Plasma-chemical modification of concrete

Abstract

Plasma chemical modification (PCM) improves chemical resistance of a glazed decorative coating and expands opportunities for designing various types of the decoration of concrete. However, PCM exposes the material to a significant thermal shock that leads to dehydration of hydrosilicates in the cement matrix followed by loss of strength of the concrete coating. This results in a reduction in the service characteristics of the concrete protective and decorative layer such as adhesion strength and freeze-thaw resistance and shortens the coating durability. Therefore, the improvement of the PCM method is a hot topic of the study and it is one of the most effective and modern technologies, which will result in enhancement of serviceability of concrete with the glazed decorative coating. This study investigated the effect of incorporation of calcium aluminate cement as a silicon-based intermediate layer between the glazed decorative layer and the concrete surface.

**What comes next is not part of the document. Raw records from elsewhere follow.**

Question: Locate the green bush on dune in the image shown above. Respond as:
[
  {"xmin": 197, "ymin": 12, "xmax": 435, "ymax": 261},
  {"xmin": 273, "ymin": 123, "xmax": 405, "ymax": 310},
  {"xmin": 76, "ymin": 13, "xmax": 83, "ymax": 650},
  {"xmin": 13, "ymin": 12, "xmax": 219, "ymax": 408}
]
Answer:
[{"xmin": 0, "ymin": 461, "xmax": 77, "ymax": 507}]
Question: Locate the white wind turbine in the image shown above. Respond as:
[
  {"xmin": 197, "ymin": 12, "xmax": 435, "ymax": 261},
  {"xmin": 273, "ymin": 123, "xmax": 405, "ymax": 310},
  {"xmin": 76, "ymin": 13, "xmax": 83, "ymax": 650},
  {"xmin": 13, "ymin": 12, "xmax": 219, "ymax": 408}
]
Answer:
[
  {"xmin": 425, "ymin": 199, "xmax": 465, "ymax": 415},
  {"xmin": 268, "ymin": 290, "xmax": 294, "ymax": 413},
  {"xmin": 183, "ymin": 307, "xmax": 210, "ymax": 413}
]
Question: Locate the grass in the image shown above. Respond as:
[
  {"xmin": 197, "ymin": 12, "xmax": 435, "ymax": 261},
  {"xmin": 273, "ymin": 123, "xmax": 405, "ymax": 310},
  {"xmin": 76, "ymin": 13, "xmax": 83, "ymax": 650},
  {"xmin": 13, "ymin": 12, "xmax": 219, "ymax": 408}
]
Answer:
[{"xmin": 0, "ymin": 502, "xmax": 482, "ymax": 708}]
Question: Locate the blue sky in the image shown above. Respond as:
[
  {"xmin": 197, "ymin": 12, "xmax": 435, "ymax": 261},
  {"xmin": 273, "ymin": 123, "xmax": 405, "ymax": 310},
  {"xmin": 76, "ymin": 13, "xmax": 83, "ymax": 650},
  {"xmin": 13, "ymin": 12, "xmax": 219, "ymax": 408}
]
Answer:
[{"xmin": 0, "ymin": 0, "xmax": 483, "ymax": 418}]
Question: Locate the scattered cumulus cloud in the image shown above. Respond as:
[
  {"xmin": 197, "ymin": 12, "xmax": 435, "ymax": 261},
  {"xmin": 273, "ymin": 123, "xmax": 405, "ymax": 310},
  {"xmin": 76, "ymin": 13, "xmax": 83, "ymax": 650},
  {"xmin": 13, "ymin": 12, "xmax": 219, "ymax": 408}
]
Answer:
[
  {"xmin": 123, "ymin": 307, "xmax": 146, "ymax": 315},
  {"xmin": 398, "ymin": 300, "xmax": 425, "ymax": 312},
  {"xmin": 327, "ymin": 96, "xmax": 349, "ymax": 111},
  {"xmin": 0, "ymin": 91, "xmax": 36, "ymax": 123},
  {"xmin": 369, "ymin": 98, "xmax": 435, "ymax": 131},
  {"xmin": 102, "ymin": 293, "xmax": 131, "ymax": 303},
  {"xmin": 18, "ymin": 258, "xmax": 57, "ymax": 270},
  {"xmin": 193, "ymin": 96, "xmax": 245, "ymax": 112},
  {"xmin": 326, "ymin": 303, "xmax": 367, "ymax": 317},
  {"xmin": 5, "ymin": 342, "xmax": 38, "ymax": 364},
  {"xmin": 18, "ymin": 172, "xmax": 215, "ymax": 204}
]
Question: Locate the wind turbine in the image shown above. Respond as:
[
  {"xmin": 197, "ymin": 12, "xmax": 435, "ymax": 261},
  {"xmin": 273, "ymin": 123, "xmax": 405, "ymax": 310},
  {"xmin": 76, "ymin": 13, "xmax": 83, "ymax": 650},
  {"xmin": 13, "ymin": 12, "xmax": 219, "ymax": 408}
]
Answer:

The study demonstrated that the calcium aluminate cement intermediate layer after plasma chemical modification was dehydrated. Based on mineral composition and structural analysis, the dehydrated layer was visually divided into three zones: the upper dense layer; an intermediate layer with micro cracks; and the bottom dense layer. The microstructure of the dehydrated zone is represented by small non-developed microcracks less than 50 μm. Magnesium spinel was the main crystal phase in a calcium aluminate cement matrix. The dense dehydrated zone had a shell-like fracture, which is typical for spinel with imperfect cleavage. This study developed a glazed decorative coating and a protective calcium aluminate cement-based intermediate layer with the adhesion strength of 4.1 MPa and freeze-thaw resistance of more than 50 cycles that exceed service characteristics of concrete with the coatings using other materials.